The quality of self-published, or indie, books is getting better and better. Not just the stories themselves, but the editing, covers and all the other professional aspects of the business. So much so that the best of the bunch are, in every important respect, the equals of their traditionally published cousins. Here I review one of the leading indie fantasy books from the last few years.

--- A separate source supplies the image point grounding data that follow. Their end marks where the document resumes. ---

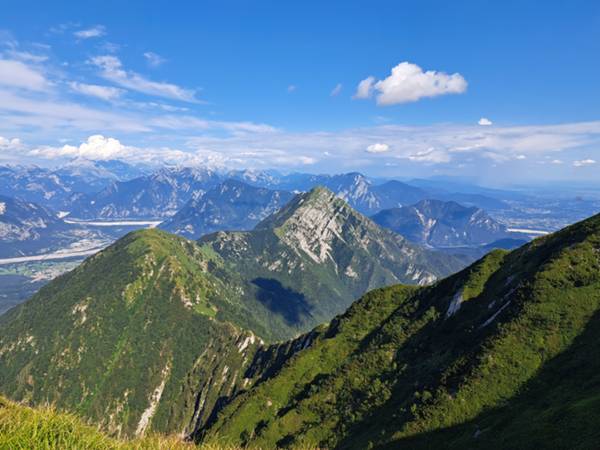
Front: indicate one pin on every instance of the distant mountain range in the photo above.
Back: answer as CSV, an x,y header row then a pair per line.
x,y
443,224
158,195
155,331
158,333
27,228
232,205
112,190
53,187
501,355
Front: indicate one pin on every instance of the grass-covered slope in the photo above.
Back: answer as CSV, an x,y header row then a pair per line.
x,y
501,355
24,428
116,339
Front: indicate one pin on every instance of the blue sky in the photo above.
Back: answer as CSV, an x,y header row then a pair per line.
x,y
276,84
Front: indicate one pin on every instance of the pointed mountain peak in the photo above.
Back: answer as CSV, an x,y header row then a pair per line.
x,y
308,209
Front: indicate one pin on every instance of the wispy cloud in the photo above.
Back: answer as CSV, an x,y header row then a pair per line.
x,y
88,33
95,90
336,90
153,59
111,69
584,162
20,75
378,148
409,83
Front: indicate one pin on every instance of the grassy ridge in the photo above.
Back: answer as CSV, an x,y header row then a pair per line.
x,y
472,355
24,428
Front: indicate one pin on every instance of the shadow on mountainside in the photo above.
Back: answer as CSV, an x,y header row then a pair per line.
x,y
286,302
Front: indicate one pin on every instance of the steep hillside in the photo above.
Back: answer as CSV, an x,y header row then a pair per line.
x,y
153,331
319,255
45,428
442,224
117,338
501,355
232,205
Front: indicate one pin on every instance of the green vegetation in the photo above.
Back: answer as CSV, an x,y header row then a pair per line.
x,y
24,428
156,332
501,355
117,339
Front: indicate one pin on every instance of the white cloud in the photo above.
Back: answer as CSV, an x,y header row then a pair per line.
x,y
17,74
97,31
378,148
95,90
584,162
100,148
112,69
26,56
10,144
431,156
365,88
153,59
336,90
409,83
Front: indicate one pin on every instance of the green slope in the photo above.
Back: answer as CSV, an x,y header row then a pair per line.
x,y
313,258
501,355
24,428
122,332
156,332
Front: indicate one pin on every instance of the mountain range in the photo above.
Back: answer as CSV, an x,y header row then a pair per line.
x,y
154,331
232,205
157,195
443,224
501,355
27,228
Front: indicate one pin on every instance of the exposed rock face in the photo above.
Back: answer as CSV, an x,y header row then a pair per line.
x,y
503,354
318,247
232,205
442,224
154,332
158,195
27,228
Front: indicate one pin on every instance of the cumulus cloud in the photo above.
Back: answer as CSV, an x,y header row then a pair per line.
x,y
97,31
431,156
19,75
95,90
409,83
378,147
584,162
101,148
112,70
153,59
336,90
365,88
97,147
10,144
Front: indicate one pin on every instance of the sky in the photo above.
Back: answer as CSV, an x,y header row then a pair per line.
x,y
505,92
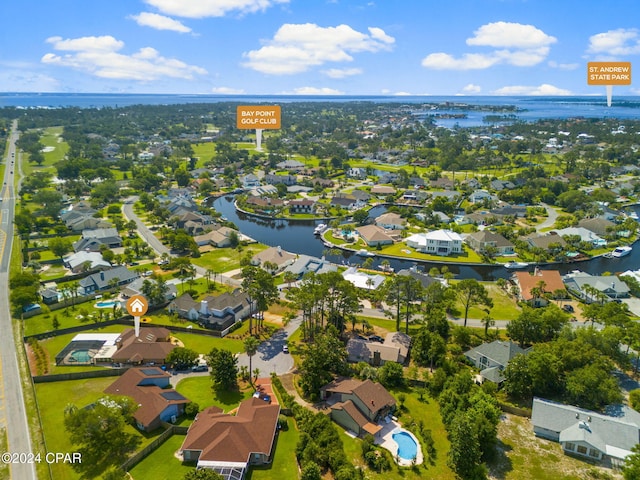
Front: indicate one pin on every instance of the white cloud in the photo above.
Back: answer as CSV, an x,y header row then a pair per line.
x,y
517,44
615,42
159,22
295,48
227,90
342,72
541,90
211,8
563,66
471,88
469,61
99,56
510,35
314,91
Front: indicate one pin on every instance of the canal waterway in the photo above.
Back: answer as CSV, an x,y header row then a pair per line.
x,y
297,237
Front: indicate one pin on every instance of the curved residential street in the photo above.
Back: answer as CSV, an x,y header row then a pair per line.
x,y
13,417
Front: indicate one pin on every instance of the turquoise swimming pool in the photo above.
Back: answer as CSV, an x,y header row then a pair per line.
x,y
407,447
107,304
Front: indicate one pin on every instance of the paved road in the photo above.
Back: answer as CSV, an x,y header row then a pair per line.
x,y
12,412
270,358
148,236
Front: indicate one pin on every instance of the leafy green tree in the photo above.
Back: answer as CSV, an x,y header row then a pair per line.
x,y
182,358
251,345
60,246
224,369
321,360
631,468
100,434
470,293
465,454
391,375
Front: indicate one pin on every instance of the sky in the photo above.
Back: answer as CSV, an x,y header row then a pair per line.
x,y
315,47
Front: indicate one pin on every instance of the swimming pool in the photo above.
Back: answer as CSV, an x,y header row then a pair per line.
x,y
80,356
107,304
407,447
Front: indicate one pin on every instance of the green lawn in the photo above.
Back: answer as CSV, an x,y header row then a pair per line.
x,y
224,259
162,463
52,400
198,390
284,465
504,306
414,411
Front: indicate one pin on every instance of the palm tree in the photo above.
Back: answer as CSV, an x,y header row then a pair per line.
x,y
250,348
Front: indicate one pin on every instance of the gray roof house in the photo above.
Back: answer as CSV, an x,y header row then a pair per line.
x,y
102,280
93,239
492,358
579,282
607,437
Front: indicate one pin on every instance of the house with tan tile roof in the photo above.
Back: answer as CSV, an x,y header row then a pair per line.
x,y
151,390
230,444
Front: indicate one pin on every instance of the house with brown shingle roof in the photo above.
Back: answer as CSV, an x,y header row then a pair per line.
x,y
358,406
374,235
152,346
229,444
151,390
481,240
548,281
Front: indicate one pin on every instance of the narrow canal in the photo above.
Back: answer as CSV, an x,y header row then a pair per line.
x,y
297,237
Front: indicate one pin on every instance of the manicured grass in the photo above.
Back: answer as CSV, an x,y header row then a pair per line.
x,y
162,463
284,465
203,344
504,306
198,390
224,259
52,399
414,411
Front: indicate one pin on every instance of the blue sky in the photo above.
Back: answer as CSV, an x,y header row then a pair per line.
x,y
341,47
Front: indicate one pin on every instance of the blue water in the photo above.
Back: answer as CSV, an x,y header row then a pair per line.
x,y
407,447
529,108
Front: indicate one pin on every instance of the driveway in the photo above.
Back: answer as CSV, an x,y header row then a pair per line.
x,y
270,358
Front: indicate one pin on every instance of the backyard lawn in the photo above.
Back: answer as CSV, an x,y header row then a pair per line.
x,y
198,390
162,464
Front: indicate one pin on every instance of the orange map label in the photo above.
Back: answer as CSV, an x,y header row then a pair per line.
x,y
258,117
609,73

I would class this as character driven fantasy, in the sense that you feel that the author started with the characters and allows them to take centre stage. We follow the point of view of at least half a dozen as the story develops and all of them have well defined personalities. Lannick de Veers is a broken ex-soldier with a dark past. Zandrachus Bale is another unlikely hero, living a safe life amongst his books in the Abbey until forced to go out into the world. Karnag is an assassin with no moral code. True to the theme of the series, none of the characters are traditionally heroic, and are often reluctant. This adds some complexity to their characters, but at times can be overdone, especially since the reader has the impression they are going to do the right thing in the end anyway. I enjoyed the range of characters, though it does mean the plot moves slowly at times, since most characters have their own separate storyline. Indeed, the three mentioned above still haven’t crossed paths by the end of the book. This would suggest that the series still has a long way to go.

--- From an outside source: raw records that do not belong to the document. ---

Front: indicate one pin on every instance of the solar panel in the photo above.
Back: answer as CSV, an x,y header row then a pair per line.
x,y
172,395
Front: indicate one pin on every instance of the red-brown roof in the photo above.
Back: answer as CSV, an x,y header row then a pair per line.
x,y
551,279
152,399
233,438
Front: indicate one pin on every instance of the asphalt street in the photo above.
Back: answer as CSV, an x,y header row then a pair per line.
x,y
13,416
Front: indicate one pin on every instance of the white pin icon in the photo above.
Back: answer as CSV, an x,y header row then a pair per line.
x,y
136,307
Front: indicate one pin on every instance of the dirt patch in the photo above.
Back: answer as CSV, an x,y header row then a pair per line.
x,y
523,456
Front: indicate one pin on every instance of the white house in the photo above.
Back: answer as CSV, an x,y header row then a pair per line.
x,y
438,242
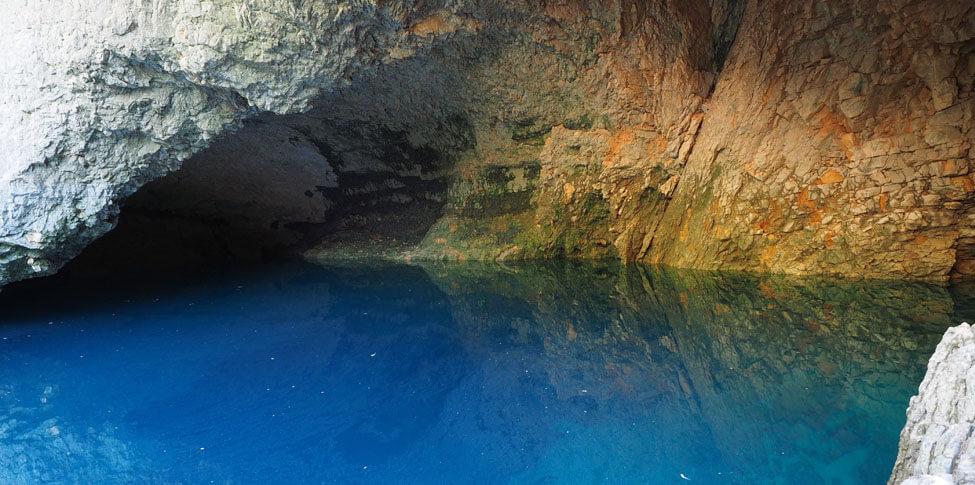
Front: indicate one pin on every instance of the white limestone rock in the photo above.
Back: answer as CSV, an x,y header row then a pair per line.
x,y
937,445
97,97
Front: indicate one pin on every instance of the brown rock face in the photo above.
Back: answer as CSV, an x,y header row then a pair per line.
x,y
836,142
818,137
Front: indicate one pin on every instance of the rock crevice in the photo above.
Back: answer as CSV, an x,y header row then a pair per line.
x,y
816,138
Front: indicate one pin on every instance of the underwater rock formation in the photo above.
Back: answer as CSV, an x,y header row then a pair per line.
x,y
938,442
706,134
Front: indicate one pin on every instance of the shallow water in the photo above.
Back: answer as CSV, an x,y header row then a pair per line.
x,y
548,373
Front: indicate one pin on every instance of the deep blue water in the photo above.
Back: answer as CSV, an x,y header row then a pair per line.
x,y
550,373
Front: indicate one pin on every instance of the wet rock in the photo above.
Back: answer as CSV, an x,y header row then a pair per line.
x,y
937,445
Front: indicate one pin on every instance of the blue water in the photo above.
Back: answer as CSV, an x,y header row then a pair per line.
x,y
549,373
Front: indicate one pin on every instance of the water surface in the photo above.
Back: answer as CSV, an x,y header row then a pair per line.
x,y
547,373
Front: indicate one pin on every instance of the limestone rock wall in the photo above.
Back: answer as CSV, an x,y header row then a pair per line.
x,y
937,444
837,142
707,134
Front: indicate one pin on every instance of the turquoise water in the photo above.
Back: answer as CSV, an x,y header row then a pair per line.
x,y
382,373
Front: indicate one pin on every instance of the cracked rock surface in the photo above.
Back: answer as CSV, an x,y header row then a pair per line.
x,y
937,445
707,134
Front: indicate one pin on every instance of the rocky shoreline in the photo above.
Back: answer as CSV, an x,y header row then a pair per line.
x,y
937,445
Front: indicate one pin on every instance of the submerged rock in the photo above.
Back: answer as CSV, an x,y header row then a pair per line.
x,y
937,444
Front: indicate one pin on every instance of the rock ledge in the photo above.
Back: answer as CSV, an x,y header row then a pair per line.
x,y
937,445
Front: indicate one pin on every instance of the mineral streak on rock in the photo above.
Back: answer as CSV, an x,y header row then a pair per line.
x,y
708,134
937,445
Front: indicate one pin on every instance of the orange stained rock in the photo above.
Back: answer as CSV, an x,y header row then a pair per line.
x,y
616,143
804,201
964,182
685,228
815,217
768,254
832,176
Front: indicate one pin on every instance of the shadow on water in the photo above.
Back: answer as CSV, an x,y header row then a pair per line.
x,y
537,373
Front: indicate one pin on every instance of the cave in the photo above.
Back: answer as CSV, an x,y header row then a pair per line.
x,y
490,241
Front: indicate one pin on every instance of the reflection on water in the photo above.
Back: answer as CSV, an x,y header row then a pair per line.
x,y
543,373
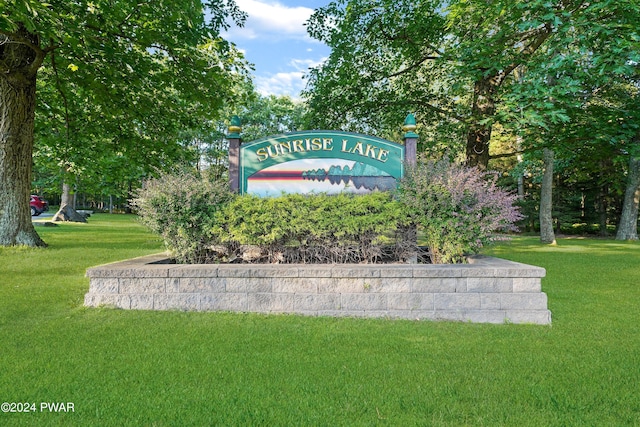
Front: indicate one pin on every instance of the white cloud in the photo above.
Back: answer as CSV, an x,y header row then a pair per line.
x,y
280,83
286,83
271,20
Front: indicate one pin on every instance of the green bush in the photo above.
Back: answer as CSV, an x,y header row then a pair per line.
x,y
457,208
182,209
315,228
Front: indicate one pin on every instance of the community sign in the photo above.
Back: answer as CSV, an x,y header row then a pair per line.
x,y
319,162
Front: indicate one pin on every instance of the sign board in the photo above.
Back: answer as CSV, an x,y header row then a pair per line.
x,y
320,162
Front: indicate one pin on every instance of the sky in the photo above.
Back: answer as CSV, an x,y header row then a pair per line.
x,y
275,40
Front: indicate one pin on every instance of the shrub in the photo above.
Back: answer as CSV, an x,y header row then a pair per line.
x,y
316,228
182,209
457,208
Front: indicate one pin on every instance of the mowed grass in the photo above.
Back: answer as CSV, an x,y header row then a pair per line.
x,y
122,368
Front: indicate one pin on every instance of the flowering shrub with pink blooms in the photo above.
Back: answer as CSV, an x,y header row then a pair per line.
x,y
458,209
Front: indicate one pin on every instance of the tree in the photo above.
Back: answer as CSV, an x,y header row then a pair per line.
x,y
116,51
546,221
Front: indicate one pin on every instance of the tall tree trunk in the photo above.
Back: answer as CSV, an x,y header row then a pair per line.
x,y
67,211
17,118
628,225
546,200
479,135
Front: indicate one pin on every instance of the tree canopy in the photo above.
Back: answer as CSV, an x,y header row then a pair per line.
x,y
114,74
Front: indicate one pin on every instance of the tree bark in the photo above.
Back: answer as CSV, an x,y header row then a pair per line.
x,y
66,211
17,119
479,135
546,199
628,225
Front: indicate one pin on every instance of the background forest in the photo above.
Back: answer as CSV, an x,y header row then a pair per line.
x,y
544,92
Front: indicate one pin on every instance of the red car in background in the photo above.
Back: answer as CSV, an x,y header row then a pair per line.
x,y
38,205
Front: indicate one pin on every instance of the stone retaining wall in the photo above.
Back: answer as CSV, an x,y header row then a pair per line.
x,y
487,290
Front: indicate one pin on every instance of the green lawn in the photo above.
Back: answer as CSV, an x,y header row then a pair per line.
x,y
177,369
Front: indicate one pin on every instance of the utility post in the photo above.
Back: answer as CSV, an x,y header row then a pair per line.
x,y
235,140
410,159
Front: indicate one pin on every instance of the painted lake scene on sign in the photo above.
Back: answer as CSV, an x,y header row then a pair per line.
x,y
329,176
320,162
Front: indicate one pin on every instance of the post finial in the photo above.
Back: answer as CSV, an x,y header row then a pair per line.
x,y
409,126
235,127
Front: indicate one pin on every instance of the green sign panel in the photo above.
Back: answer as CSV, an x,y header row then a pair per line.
x,y
319,161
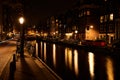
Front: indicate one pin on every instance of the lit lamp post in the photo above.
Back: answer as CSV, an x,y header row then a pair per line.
x,y
21,21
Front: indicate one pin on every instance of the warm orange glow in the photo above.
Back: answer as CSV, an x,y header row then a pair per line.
x,y
41,49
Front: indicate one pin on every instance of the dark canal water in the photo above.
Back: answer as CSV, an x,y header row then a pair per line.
x,y
79,64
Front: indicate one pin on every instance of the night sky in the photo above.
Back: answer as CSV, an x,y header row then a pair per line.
x,y
39,10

We are in fairly familiar territory here. The kingdom of Rune is under threat from evil forces from the past. There is a solid historical backdrop to the story, with the Sentinels, demi-god style characters, who have defended Rune in times past, banished by the High King some generations ago. And they need to come back. It is a modern, Abercrombie-esque setting, with humans taking centre stage and no mention of elves, dwarves etc. Some considerable thought has gone into the politics, with a High-King gone mad (we never meet him); a Queen in peril; evil figures at court; and a mention of thanes, who sound like regional noblemen, who may well come into the story. I appreciated this attempt to flesh out and make a believable world. In the end it felt secondary to the main storylines, since the principal characters are political outsiders (unlike Game of Thrones, for example), but there are hints that this angle may be developed in later books. Finally, there is magic in this land, often quite dark and scary. Benem avoids incorporating a new magical system with detailed rules into the story, which I appreciated. On the other hand, I didn’t detect what the limits or costs of magic use are.
The king is mad, war with the kingdom’s neighbour is brewing, and behind it all a dark, hidden sect, who worship an evil God, are pulling the strings. The Sanctum, a group of book reading old men generally held in contempt as ‘spookers’, must begin a search for the long forgotten Sentinels. Some of these Sentinels and/or their followers are revealed in the book, and they are not always what the reader is expecting. As indicated above, this is an ambitious start to a series, with multiple plot lines started, and a story that slowly reveals itself to the reader. There is a lot more to come and it doesn’t surprise me to see that it has taken Benem over two years to come up with the sequel. This is thoughtful, meaty fantasy, and worth waiting for!
I would encourage people to pick up a copy of this book and to look out for The Wrath of Heroes, which, according to the author’s website, is due out soon.